L’expérience fréquente de pensées automatiques perfectionnistes devrait avoir plusieurs effets et implications pour les perfectionnistes enclins à l’anxiété sociale. La rumination fréquente sur le besoin d’être parfait devrait rendre l’image négative de soi très saillante et vivante et peut effectivement exacerber les pensées automatiques négatives sur le soi. De même, des travaux récents indiquent que les adolescents sujets à l’anxiété sociale ont tendance à éprouver des pensées automatiques anxieuses, notamment des pensées automatiques d’évaluation négative anticipée par les autres (Calvete, Orue, & Hankin, 2013). Une préoccupation cognitive liée au besoin d’être parfait contribue probablement à ces pensées automatiques anxieuses et les exacerbe chez les personnes qui ont l’impression qu’elles doivent donner l’impression d’être parfaites dans les situations sociales.

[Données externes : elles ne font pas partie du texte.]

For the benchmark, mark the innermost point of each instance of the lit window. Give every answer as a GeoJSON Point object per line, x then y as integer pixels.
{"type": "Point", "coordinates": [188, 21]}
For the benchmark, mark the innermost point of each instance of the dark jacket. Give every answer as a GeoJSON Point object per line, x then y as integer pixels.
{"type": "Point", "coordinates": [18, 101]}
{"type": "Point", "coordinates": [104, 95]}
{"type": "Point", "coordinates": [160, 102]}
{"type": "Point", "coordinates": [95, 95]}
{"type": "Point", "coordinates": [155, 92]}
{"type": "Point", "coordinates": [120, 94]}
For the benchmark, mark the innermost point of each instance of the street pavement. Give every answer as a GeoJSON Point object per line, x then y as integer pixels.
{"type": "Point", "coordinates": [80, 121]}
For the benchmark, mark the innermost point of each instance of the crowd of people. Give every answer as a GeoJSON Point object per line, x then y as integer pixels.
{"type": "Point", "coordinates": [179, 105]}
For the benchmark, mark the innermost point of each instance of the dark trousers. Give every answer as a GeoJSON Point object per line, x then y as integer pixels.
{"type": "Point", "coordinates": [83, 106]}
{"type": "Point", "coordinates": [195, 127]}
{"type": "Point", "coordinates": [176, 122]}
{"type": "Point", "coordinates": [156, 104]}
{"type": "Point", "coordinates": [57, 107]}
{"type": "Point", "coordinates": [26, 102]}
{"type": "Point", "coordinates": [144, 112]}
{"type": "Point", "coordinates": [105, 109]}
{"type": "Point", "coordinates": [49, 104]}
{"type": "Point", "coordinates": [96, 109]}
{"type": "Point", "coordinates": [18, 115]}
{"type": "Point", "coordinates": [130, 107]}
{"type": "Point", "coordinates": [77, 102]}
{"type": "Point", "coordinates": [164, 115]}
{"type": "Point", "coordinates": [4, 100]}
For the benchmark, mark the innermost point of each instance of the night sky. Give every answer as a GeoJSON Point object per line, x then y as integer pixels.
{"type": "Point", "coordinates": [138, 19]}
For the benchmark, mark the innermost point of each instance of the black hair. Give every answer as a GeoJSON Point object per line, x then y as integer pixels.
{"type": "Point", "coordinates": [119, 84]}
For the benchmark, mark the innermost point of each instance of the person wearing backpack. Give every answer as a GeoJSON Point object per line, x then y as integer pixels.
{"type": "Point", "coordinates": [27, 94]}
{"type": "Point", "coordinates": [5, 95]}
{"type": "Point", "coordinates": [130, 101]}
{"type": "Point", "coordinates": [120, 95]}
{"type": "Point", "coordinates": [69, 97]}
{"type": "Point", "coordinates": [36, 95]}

Parentalement, il convient de noter que l’accent mis sur la rumination sous la forme d’une cognition perfectionniste a des implications pour les modèles cognitivo-comportementaux bien connus de l’anxiété sociale, car ils sont liés à la focalisation attentionnelle (pour un examen, voir Schultz &Heimberg, 2008). Clark et Wells (1995) ont suggéré dans leur modèle classique que les personnes socialement anxieuses se concentrent principalement sur les pensées négatives et l’image de soi, tandis que Rapee et Heimberg (1997) ont soutenu dans leur modèle tout aussi influent qu’il existe une concentration conjointe sur les indices internes et les signes et indicateurs externes d’évaluation négative. Nous suggérons qu’un sous-ensemble important de personnes socialement anxieuses sont cognitivement préoccupées par des pensées liées au perfectionnisme en plus de leur concentration sur les pensées négatives ; pour ces personnes, les pensées automatiques perfectionnistes et les pensées automatiques négatives sont étroitement liées. La forte saillance cognitive de ces pensées automatiques contribue probablement à une propension à percevoir le feedback interpersonnel dans l’environnement social comme étant négatif, mais il est également probable que ces personnes perfectionnistes manquent de la spontanéité des autres personnes ou qu’elles manquent les indices sociaux en raison des exigences cognitives de la rumination continue de la nécessité d’être parfait.